A lightweight benchmarking toolkit for Python, helping you measure and compare code performance with ease.
Project description
BenchMake
Turn any Scientific Data Set into a Reproducible Benchmark
Version: 1.1.2
Date: 01/07/2025
Author: Prof. Amanda S. Barnard, PhD DSc
BenchMake is a Python package that partitions a data set into train/test splits using archetypal analysis. It relies on an NMF-based approach, performing a multiplicative-update factorization and then computing distances to the discovered “archetypes.” The nearest unique data points become the test set (or optionally just the test indices). BenchMake supports GPU acceleration via CuPy (if available), or automatically falls back to CPU-based NumPy.
Table of Contents
Features
-
Archetypal Analysis Partitioning
Automatically finds “extreme” points (archetypes) that best approximate the entire data set in a low-dimensional sense, and uses them to form a test set. -
Multi-Domain Support
BenchMake handles:- Tabular structured data (NumPy arrays, Pandas DataFrames)
- Image data (multi-dimensional arrays)
- Sequential data (strings, text)
- Signal data (time-series, audio, sensor arrays)
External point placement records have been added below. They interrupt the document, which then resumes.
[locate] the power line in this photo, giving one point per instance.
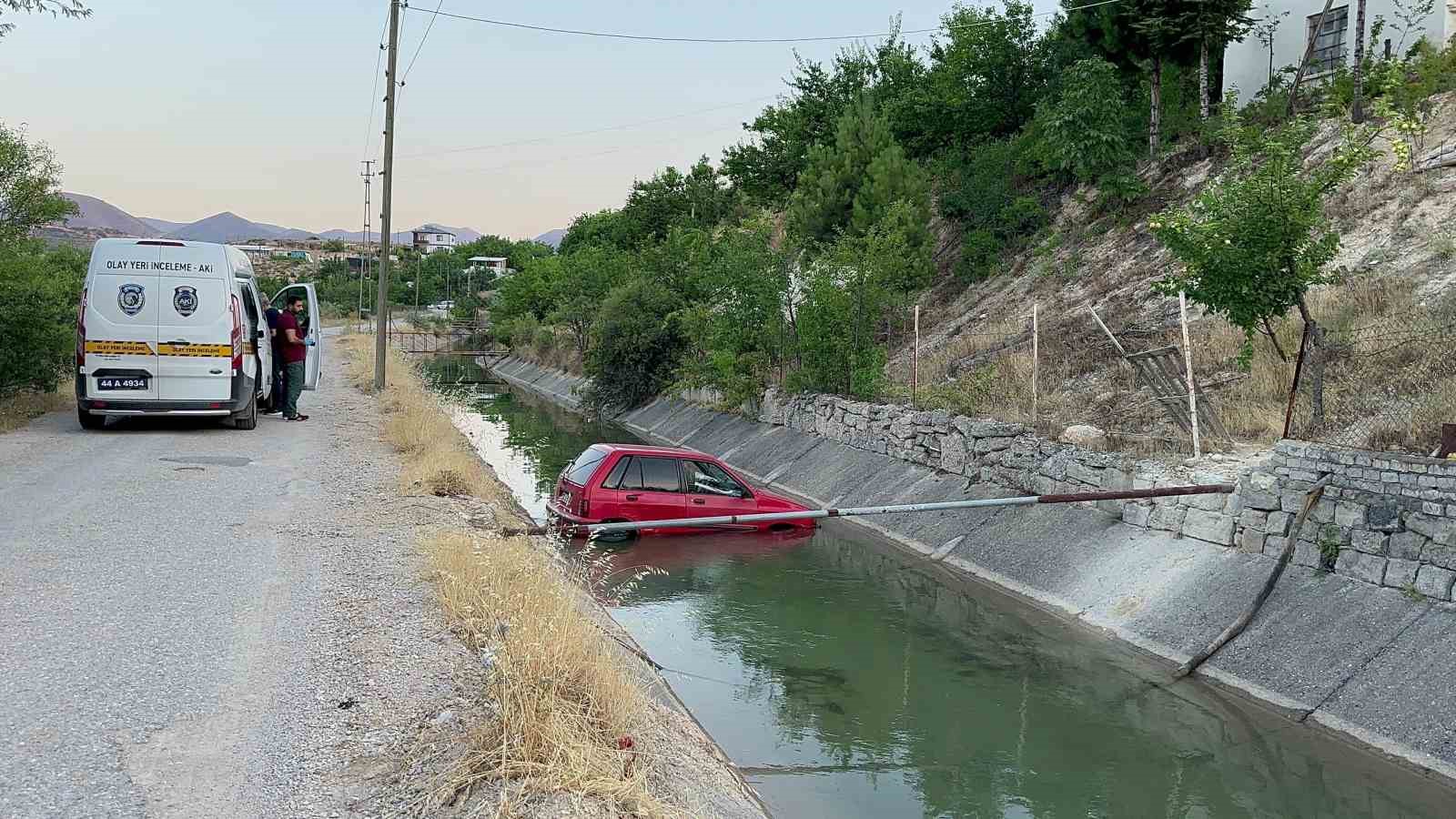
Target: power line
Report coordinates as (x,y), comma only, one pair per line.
(536,140)
(533,164)
(373,91)
(737,40)
(422,38)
- Graph data (node-feature matrices)
-
Deterministic
Fixed random seeds and consistent initialization ensure you get the same splits every time for the same data, whatever split size you select, regardless of data order. -
Automatic Batch Size
Dynamically chooses a batch size for distance computations based on the data size and number of CPU jobs available. -
Optional Return of Indices
Users can obtain either(X_train, X_test, y_train, y_test)or(Train_indices, Test_indices)for maximum flexibility.
Installation
BenchMake requires Python 3.7 or higher. To install via pip:
pip install benchmake
Optional: For GPU support, install CuPy appropriate to your CUDA version. Install CuPy separately if you require this capability, making sure it is compatible with your CUDA installation too. If CuPy is not found or no compatible GPU exists, BenchMake reverts to CPU silently (with a warning).
Quick Start
from benchmake import BenchMake
import numpy as np
# Sample data: 1000 samples, 20 features
X = np.random.rand(1000, 20)
y = np.random.randint(0, 5, size=1000)
# Instantiate BenchMake with 4 parallel CPU jobs
bm = BenchMake(n_jobs=4)
# Partition the data into train/test using 20% test split
X_train, X_test, y_train, y_test = bm.partition(
X,
y,
test_size=0.2,
data_type='tabular',
return_indices=False
)
print("Train size:", len(X_train), "Test size:", len(X_test))
Usage
Partitioning Tabular Data
When tabular data is provided (as a NumPy array, Pandas DataFrame, or list), BenchMake first converts it to a consistent NumPy array (if it isn’t already) so that all numerical operations are performed in float32. Next, it reorders the data rows deterministically by computing a stable hash (using the MD5 algorithm) for each row. This guarantees that the same data, regardless of the original row order, produces the same sorted order. BenchMake then applies a min–max scaling to the data before partitioning. BenchMake returns either four splits (X_train, X_test, y_train, y_test) in the same data type as the user provided (for example, if you used Pandas DataFrames, you get DataFrames back) or, if requested, just the lists of indices for the training and testing sets.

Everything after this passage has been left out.